Conflicts which center around how identity is expressed or explained, but do not bring the validity of the identity into question

“‘More Gay’ Fits In Better:” Intracommunity Power Dynamics and Harms in Online LGBTQ+ Spaces

Ever have a nasty fight over words with another queer person in an online group? Maybe you called yourself a “bi lesbian” and they got mad, or maybe you said you were attracted to “both men and women” and that upset some nonbinary folks, who felt excluded. That’s called a normative conflict, and it’s basically a fight over how we express our queer identities in queer spaces. What seems like a simple statement could really hurt someone with an identity you don’t fully understand – and that can turn into a pretty nasty fight between people that actually have a lot in common, and are ultimately on the same side. Without someone to step in, the fight can get worse and worse – and if a traditional moderator steps in, maybe two people fighting over very little are now both banned from a group. One solution: educator-moderators, a specific kind of moderator who can’t ban or block, but can temporarily mute or bring you to a separate space where you can work things out with their help.


Queer Design Values

Most social platforms are designed for the lowest common denominator user: a white, cisgender, heterosexual American man. It may not surprise you, then, that the values behind these platforms are pretty white, pretty cis, pretty hetero, and very male. Queer folks have different values which we need to design around: self-determination and inclusion.

Queer Design Value: Self-Determination

The ability of an individual and/or group to make decisions about the people, norms, and technical structures they will be impacted by

– Values (Mis)alignment: Exploring Tensions Between Perceived Platform and LGBTQ+ Community Design Values

A platform designed around self-determination lets queer folks decide what happens to them, and in their groups, instead of just leaving it all up to the platform. When it comes to algorithms, that means opting in or out – not every queer person wants to go viral, and that could really hurt someone who isn’t very public about their identity yet. When it comes to moderation, that means the group decides what the standards for content should be. For example, “queer” itself is often flagged as a slur by platforms, which can result in warnings, bans, and deletions – but we know, inside the community, we’re not using it as a slur at all. We can make platforms more supportive of self-determination by taking power out of the hands of algorithms, and putting it back in the hands of queer folks. Maybe an algorithm can suggest which posts could be trouble, but a queer moderator with deep community experience makes the final call.

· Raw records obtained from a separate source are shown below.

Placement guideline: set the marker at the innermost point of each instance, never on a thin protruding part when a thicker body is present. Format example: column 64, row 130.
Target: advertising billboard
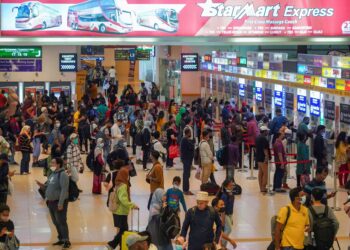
column 241, row 18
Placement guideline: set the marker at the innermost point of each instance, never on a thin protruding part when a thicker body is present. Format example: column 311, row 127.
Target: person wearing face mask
column 292, row 223
column 219, row 206
column 200, row 220
column 7, row 227
column 99, row 165
column 174, row 196
column 303, row 127
column 226, row 194
column 74, row 161
column 320, row 149
column 56, row 194
column 314, row 241
column 280, row 159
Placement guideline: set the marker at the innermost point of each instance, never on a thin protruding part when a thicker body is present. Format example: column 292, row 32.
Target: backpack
column 323, row 228
column 211, row 212
column 273, row 228
column 73, row 191
column 170, row 223
column 197, row 157
column 113, row 200
column 220, row 156
column 90, row 161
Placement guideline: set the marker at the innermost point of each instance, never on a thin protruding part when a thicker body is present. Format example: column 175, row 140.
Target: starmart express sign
column 175, row 18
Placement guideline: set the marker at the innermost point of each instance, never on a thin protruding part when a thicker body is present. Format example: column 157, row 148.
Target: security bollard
column 251, row 177
column 242, row 161
column 335, row 208
column 269, row 186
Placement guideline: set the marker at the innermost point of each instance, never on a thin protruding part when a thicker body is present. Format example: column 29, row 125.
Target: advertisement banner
column 25, row 65
column 241, row 18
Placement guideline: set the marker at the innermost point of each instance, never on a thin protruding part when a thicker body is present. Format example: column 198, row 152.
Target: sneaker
column 58, row 243
column 66, row 245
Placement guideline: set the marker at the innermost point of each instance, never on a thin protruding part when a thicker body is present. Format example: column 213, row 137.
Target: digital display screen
column 289, row 101
column 242, row 90
column 122, row 55
column 20, row 52
column 68, row 62
column 329, row 110
column 301, row 103
column 189, row 62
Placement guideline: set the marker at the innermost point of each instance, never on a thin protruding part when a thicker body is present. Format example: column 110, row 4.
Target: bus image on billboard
column 35, row 15
column 104, row 16
column 159, row 19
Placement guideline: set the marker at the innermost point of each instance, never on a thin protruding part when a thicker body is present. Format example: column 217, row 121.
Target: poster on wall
column 175, row 18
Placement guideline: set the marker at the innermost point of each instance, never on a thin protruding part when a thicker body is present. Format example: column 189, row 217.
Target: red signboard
column 175, row 18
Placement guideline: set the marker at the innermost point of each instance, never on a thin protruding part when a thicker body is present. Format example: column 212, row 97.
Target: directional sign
column 189, row 62
column 20, row 52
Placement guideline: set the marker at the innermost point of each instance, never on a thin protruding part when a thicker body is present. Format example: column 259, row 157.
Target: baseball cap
column 202, row 196
column 134, row 238
column 264, row 128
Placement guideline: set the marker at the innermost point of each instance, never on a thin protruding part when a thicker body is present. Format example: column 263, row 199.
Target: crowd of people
column 103, row 127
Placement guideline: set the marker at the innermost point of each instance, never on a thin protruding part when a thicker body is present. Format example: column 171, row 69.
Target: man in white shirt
column 116, row 132
column 111, row 75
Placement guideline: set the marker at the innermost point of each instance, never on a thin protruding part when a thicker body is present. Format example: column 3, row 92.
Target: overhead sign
column 20, row 52
column 315, row 103
column 156, row 18
column 345, row 113
column 68, row 62
column 278, row 95
column 289, row 101
column 24, row 65
column 189, row 62
column 301, row 100
column 329, row 110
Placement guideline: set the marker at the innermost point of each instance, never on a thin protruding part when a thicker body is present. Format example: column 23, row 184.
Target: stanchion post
column 313, row 169
column 242, row 160
column 269, row 190
column 251, row 177
column 335, row 208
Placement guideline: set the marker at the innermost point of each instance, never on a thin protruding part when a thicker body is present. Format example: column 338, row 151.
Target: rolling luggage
column 131, row 231
column 210, row 187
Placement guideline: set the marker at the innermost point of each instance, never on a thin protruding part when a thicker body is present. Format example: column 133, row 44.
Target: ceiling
column 192, row 41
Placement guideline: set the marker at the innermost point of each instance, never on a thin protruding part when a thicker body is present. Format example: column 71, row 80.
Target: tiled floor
column 91, row 225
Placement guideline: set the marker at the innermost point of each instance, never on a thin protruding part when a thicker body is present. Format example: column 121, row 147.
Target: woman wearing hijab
column 98, row 167
column 25, row 148
column 155, row 176
column 124, row 205
column 154, row 225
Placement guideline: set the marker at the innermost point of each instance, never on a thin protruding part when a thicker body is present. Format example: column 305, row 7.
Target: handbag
column 132, row 170
column 198, row 173
column 173, row 151
column 11, row 187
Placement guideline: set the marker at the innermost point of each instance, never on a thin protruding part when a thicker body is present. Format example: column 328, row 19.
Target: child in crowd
column 174, row 196
column 7, row 228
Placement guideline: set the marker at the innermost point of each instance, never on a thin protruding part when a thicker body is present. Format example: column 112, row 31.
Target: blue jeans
column 25, row 162
column 186, row 175
column 59, row 219
column 278, row 177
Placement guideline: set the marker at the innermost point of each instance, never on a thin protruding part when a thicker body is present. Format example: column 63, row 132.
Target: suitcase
column 132, row 231
column 210, row 187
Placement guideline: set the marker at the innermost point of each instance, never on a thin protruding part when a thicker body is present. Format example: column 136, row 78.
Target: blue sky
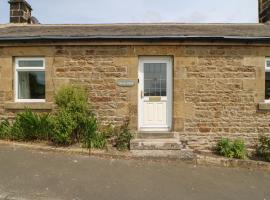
column 115, row 11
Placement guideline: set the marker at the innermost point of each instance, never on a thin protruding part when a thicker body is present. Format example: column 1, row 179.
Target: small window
column 30, row 79
column 267, row 79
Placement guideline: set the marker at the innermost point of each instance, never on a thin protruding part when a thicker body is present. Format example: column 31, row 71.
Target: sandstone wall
column 217, row 89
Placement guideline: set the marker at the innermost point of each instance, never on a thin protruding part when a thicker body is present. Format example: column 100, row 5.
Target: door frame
column 156, row 59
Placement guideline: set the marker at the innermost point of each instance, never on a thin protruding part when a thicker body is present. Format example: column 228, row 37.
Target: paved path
column 26, row 174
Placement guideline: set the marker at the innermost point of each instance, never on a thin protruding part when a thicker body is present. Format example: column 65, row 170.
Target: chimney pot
column 264, row 11
column 20, row 11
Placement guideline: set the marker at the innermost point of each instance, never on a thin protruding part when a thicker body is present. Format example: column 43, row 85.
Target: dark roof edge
column 229, row 38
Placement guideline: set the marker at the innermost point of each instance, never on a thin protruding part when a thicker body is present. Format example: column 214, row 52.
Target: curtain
column 24, row 85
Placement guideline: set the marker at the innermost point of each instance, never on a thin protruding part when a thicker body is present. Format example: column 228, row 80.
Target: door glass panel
column 155, row 79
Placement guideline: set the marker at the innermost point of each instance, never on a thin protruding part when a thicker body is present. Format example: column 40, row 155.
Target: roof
column 13, row 32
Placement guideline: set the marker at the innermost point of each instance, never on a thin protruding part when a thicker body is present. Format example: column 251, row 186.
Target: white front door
column 155, row 93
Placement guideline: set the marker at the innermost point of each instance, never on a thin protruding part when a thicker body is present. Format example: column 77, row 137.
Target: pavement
column 31, row 174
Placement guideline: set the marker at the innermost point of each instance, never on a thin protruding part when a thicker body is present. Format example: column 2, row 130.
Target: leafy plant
column 63, row 127
column 92, row 138
column 263, row 147
column 31, row 126
column 231, row 149
column 74, row 100
column 239, row 149
column 224, row 148
column 124, row 137
column 5, row 129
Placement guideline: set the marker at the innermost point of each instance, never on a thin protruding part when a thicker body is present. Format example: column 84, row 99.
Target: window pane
column 31, row 85
column 30, row 63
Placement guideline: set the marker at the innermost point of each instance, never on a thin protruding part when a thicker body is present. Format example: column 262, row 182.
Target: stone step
column 155, row 135
column 155, row 144
column 161, row 148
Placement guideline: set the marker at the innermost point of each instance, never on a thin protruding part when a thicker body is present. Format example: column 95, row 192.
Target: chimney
column 20, row 12
column 264, row 11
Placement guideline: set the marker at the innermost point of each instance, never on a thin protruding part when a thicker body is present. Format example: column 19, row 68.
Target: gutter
column 61, row 38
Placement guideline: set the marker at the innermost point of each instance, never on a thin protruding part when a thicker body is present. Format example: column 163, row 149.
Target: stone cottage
column 182, row 86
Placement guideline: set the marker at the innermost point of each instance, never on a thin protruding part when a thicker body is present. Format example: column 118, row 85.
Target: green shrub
column 224, row 147
column 263, row 148
column 74, row 100
column 31, row 126
column 5, row 129
column 239, row 149
column 231, row 149
column 124, row 137
column 92, row 138
column 63, row 127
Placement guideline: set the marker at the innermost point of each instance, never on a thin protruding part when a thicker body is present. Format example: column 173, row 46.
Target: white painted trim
column 156, row 59
column 20, row 69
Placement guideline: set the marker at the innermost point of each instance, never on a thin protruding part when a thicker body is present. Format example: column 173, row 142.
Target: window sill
column 264, row 106
column 22, row 106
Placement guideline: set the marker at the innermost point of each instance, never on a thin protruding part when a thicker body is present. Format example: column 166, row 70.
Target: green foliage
column 231, row 149
column 73, row 122
column 124, row 137
column 63, row 127
column 92, row 138
column 74, row 100
column 263, row 148
column 224, row 147
column 5, row 129
column 239, row 149
column 31, row 126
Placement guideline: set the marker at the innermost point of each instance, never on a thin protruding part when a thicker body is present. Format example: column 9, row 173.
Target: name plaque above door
column 125, row 83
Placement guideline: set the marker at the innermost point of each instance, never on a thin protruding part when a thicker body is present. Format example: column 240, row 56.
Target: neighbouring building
column 182, row 86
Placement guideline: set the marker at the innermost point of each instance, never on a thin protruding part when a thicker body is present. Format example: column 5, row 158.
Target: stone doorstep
column 155, row 135
column 156, row 144
column 184, row 154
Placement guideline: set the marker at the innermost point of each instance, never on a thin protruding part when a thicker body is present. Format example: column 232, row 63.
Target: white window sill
column 264, row 105
column 30, row 105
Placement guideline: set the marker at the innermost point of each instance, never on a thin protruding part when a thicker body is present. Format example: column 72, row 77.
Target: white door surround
column 155, row 93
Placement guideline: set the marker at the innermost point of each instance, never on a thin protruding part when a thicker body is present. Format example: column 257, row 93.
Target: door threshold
column 155, row 135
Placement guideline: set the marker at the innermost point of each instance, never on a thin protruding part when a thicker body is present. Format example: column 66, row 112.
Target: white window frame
column 27, row 69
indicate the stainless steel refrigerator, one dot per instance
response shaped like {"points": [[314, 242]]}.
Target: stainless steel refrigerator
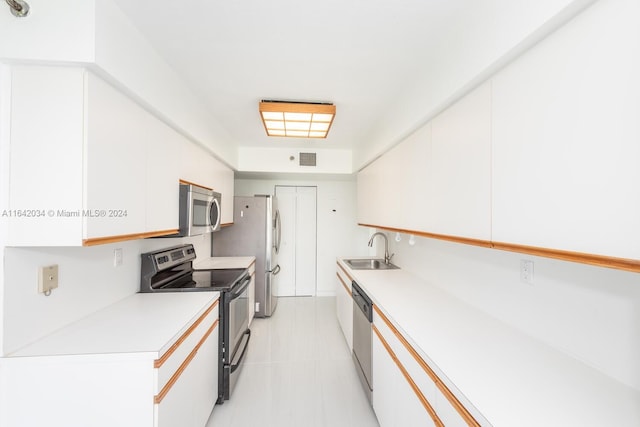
{"points": [[256, 231]]}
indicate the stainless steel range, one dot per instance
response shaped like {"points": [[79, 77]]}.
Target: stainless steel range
{"points": [[171, 270]]}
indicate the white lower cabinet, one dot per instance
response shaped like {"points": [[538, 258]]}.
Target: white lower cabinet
{"points": [[344, 305], [71, 384]]}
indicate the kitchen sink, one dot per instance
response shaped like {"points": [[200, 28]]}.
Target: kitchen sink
{"points": [[369, 264]]}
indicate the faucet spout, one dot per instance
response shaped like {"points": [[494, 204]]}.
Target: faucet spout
{"points": [[387, 257]]}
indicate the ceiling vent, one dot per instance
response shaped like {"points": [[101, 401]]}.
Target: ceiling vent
{"points": [[307, 159]]}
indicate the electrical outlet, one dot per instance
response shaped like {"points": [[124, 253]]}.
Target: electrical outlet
{"points": [[47, 278], [526, 271], [117, 257]]}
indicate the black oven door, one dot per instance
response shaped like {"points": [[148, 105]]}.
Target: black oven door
{"points": [[237, 334]]}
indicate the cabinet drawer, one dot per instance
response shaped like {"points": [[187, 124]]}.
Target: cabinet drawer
{"points": [[169, 364]]}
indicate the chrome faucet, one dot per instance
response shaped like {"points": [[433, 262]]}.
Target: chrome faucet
{"points": [[387, 257]]}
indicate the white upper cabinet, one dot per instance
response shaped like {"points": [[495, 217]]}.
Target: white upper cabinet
{"points": [[566, 142], [460, 168]]}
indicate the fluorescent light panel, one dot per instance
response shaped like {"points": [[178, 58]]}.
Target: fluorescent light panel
{"points": [[297, 119]]}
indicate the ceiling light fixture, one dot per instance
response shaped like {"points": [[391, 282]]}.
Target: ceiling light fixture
{"points": [[297, 119]]}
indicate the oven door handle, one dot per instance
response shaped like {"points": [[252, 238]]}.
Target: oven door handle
{"points": [[244, 350], [243, 286]]}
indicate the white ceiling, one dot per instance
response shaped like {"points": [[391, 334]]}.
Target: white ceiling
{"points": [[368, 57]]}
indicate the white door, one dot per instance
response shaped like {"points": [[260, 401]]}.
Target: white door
{"points": [[297, 257]]}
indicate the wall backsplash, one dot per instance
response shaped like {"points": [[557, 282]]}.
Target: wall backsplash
{"points": [[88, 281], [590, 313]]}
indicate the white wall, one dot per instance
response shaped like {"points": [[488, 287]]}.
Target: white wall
{"points": [[258, 159], [590, 313], [338, 234], [482, 41], [98, 34], [5, 102]]}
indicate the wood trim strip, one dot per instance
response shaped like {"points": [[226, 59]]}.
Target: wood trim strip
{"points": [[183, 181], [345, 272], [425, 403], [159, 362], [457, 405], [344, 285], [625, 264], [124, 237], [174, 378]]}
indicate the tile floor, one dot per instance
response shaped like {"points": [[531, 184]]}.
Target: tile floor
{"points": [[298, 372]]}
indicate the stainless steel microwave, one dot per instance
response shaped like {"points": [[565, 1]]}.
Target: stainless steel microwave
{"points": [[199, 210]]}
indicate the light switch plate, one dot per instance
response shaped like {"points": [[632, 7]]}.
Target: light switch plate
{"points": [[47, 278]]}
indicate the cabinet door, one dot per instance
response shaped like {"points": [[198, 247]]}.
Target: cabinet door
{"points": [[190, 400], [460, 168], [45, 156], [566, 152], [344, 307], [162, 185], [115, 161], [385, 379], [394, 400]]}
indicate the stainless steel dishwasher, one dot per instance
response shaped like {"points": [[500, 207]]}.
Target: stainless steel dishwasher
{"points": [[362, 318]]}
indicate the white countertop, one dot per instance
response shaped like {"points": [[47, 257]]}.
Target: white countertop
{"points": [[508, 377], [144, 324], [224, 262]]}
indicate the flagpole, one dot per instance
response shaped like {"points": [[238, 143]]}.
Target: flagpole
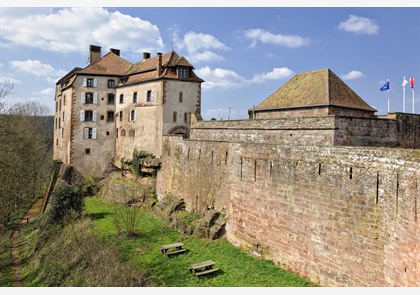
{"points": [[403, 99]]}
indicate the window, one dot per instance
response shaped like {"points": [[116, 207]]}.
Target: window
{"points": [[111, 98], [89, 97], [110, 116], [133, 115], [89, 133], [182, 73], [88, 116], [149, 96]]}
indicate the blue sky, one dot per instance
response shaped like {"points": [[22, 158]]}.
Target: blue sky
{"points": [[243, 54]]}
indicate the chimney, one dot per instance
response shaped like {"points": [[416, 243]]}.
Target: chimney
{"points": [[159, 65], [95, 53], [116, 51]]}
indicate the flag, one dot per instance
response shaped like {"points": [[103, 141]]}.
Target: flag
{"points": [[385, 87]]}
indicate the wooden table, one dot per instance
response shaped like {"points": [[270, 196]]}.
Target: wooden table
{"points": [[170, 249], [203, 268]]}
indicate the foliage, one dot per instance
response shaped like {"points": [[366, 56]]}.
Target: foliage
{"points": [[89, 187], [6, 261], [26, 147], [71, 256], [64, 200]]}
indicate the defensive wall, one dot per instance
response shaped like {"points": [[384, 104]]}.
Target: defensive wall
{"points": [[296, 192]]}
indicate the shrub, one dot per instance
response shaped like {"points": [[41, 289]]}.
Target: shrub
{"points": [[65, 200]]}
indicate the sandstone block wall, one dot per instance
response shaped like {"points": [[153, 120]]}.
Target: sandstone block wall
{"points": [[339, 216]]}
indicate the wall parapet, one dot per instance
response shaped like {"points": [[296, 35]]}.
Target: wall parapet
{"points": [[337, 215]]}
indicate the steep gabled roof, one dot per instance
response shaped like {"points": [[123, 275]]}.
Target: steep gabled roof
{"points": [[146, 69], [110, 64], [316, 88], [150, 64]]}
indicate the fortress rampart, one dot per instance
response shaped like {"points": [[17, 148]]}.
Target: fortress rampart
{"points": [[309, 194]]}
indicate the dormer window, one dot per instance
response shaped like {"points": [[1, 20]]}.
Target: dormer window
{"points": [[182, 73]]}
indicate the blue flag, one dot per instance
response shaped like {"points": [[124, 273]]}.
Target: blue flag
{"points": [[385, 87]]}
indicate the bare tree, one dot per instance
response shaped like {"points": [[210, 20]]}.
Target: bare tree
{"points": [[24, 154]]}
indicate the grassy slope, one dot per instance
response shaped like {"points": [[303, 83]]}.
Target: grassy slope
{"points": [[238, 269], [6, 261]]}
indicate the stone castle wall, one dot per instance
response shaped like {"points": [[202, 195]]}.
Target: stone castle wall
{"points": [[339, 216]]}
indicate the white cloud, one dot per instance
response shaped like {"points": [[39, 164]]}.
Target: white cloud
{"points": [[36, 68], [220, 78], [359, 25], [48, 92], [9, 79], [275, 74], [227, 79], [263, 36], [352, 75], [200, 46], [74, 29]]}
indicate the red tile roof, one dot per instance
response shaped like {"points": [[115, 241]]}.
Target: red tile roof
{"points": [[109, 64]]}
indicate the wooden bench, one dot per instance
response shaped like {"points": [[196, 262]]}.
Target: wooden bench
{"points": [[203, 268], [172, 249]]}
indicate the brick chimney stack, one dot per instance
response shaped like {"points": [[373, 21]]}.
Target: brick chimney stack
{"points": [[116, 51], [94, 53], [159, 65]]}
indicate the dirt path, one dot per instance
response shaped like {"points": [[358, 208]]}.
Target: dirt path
{"points": [[29, 217]]}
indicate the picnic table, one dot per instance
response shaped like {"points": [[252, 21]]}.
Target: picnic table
{"points": [[175, 248], [203, 268]]}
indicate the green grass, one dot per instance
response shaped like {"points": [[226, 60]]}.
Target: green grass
{"points": [[6, 260], [237, 268]]}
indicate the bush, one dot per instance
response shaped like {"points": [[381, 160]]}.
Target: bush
{"points": [[65, 200]]}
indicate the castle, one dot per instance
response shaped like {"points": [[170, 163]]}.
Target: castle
{"points": [[314, 181]]}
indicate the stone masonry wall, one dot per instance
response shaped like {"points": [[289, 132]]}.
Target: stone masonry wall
{"points": [[400, 130], [339, 216]]}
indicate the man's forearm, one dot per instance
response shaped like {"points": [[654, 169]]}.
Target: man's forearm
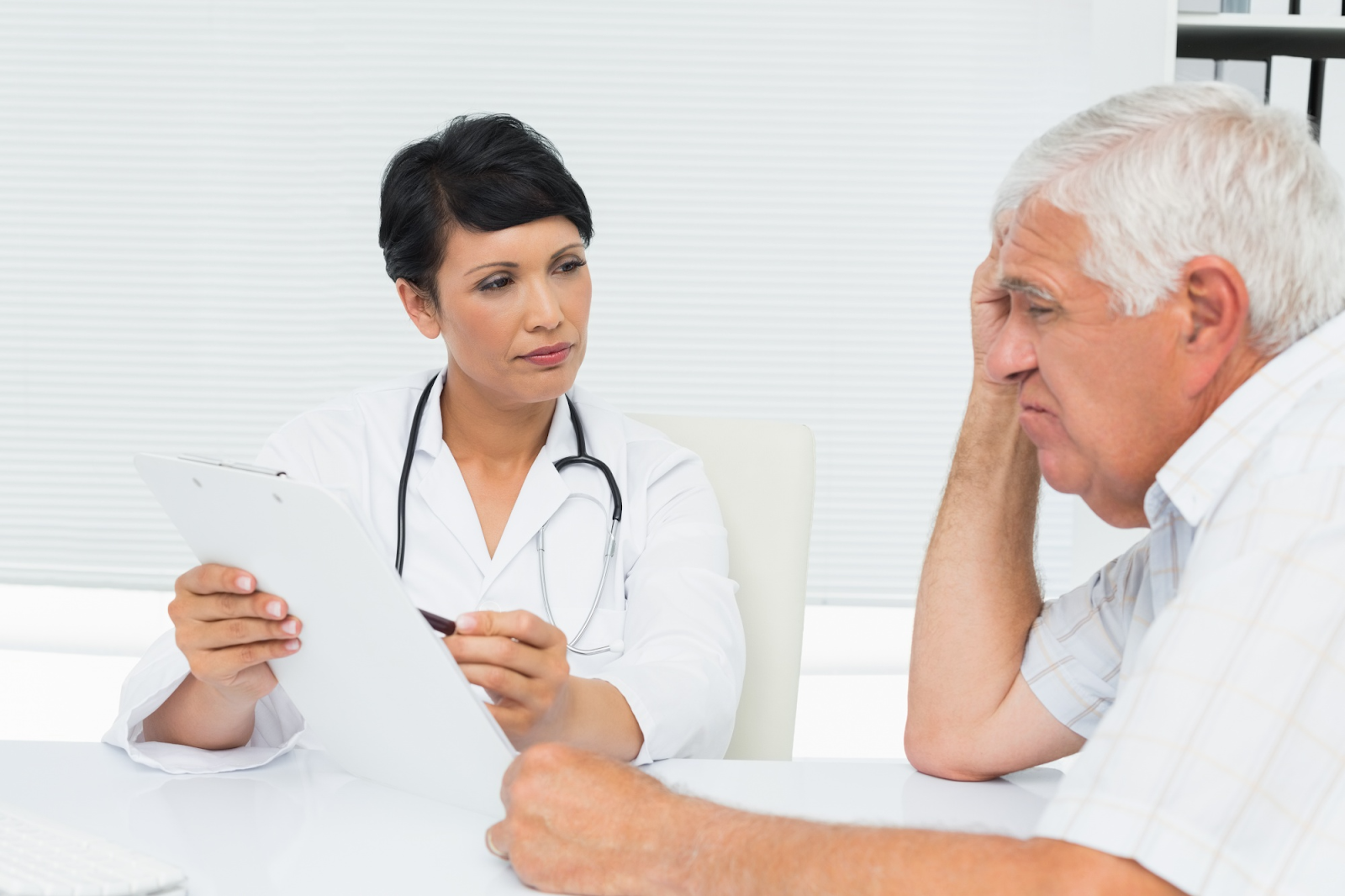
{"points": [[746, 855], [978, 589]]}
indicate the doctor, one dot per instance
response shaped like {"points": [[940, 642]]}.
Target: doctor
{"points": [[592, 596]]}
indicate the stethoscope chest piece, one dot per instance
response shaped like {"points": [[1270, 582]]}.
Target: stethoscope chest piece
{"points": [[578, 458]]}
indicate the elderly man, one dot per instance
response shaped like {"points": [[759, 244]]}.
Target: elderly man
{"points": [[1158, 329]]}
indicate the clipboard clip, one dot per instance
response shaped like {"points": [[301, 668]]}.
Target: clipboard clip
{"points": [[217, 461]]}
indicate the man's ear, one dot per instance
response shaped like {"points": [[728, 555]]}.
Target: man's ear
{"points": [[1215, 308], [419, 308]]}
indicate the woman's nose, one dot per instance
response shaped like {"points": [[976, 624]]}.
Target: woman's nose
{"points": [[544, 309], [1013, 354]]}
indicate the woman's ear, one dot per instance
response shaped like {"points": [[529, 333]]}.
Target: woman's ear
{"points": [[419, 308]]}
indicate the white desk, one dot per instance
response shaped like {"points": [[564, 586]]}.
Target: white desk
{"points": [[300, 825]]}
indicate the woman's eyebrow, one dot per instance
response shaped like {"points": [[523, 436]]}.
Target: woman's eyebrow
{"points": [[494, 264], [1015, 284]]}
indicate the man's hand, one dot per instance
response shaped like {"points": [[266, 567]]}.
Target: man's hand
{"points": [[580, 824], [583, 824], [989, 307]]}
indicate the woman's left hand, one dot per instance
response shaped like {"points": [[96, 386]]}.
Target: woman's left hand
{"points": [[521, 661]]}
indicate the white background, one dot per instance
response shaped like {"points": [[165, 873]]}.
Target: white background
{"points": [[790, 199]]}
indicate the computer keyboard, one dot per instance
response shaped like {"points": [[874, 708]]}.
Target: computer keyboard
{"points": [[42, 858]]}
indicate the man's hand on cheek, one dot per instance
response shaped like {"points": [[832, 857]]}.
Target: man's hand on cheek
{"points": [[582, 824], [989, 306]]}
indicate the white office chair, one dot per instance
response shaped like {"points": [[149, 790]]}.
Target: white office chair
{"points": [[763, 477]]}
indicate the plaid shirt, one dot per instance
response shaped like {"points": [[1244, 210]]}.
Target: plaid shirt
{"points": [[1207, 665]]}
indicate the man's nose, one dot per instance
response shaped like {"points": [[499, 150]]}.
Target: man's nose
{"points": [[1013, 354]]}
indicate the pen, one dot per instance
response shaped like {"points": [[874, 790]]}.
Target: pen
{"points": [[439, 623]]}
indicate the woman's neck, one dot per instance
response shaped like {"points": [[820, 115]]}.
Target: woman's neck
{"points": [[490, 430]]}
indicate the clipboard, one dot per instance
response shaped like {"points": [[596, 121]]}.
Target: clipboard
{"points": [[376, 683]]}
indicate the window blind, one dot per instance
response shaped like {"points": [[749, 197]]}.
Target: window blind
{"points": [[790, 199]]}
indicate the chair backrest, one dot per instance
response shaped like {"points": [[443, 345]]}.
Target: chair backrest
{"points": [[762, 474]]}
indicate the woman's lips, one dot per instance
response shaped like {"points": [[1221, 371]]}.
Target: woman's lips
{"points": [[549, 356]]}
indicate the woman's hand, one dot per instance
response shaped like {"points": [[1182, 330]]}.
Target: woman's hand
{"points": [[228, 631], [522, 663]]}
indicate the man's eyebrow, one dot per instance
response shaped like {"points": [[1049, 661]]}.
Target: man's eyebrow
{"points": [[1015, 284]]}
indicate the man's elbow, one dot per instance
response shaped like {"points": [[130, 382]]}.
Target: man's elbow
{"points": [[945, 754]]}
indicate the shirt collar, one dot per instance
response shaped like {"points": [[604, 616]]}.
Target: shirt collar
{"points": [[1199, 474]]}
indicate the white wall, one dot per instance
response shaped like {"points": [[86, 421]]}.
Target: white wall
{"points": [[790, 199]]}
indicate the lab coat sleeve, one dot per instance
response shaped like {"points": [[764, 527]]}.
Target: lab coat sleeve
{"points": [[685, 649], [155, 677]]}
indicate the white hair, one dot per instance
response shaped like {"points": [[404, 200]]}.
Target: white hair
{"points": [[1169, 174]]}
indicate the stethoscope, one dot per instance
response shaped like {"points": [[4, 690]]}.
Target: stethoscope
{"points": [[582, 456]]}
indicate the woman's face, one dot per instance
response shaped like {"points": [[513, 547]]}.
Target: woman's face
{"points": [[513, 308]]}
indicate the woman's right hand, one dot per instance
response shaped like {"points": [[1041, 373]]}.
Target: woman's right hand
{"points": [[229, 630]]}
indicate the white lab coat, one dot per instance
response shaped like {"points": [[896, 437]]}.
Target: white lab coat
{"points": [[683, 667]]}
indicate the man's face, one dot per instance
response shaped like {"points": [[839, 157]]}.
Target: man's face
{"points": [[1100, 393]]}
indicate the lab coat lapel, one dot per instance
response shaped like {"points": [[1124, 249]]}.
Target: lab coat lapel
{"points": [[542, 494], [444, 488]]}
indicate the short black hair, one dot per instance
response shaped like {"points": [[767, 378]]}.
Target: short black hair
{"points": [[481, 172]]}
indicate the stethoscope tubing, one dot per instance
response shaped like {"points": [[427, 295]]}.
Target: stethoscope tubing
{"points": [[580, 458]]}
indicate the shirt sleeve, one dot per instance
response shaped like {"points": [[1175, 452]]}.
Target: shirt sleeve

Queer Design Value: Inclusion

The ability of an online group to widely welcome, support, and reflect the breadth of the community the group engages with while still maintaining group safety

– Values (Mis)alignment: Exploring Tensions Between Perceived Platform and LGBTQ+ Community Design Values

A platform designed for inclusion helps folks keep themselves safe while doing everything it can to cut down on toxic gatekeeping behavior. Since that gatekeeping is often done by mods and admins, that also means keeping them in line is part of inclusion, too. It’s pretty reasonable for us to worry about letting people into our spaces – folks could be looking to troll, to mass report so everyone gets banned, or they could just be good old fashioned assholes. The more we worry, though, the more we’re tempted to exclude – and often, the people it is hardest to vet are the people who need our spaces the most, like baby queers. We can make platforms more inclusive with some technical tricks; for example, imagine if new members had to be in a sandbox for a while, with members that are specially trained in helping people get up to speed and solving conflicts – no one’s excluded unjustly, but the group gets a chance to make sure the new person understands and can handle the rules. Of course, none of that means anything if the admins and mods aren’t inclusive, and there’s no guarantee that the people who started a group are the right ones to run it once it gets big. To be more inclusive, platforms could require regular leadership elections, and maybe even walk you through writing a lightweight “constitution” for your group once it gets to a certain size.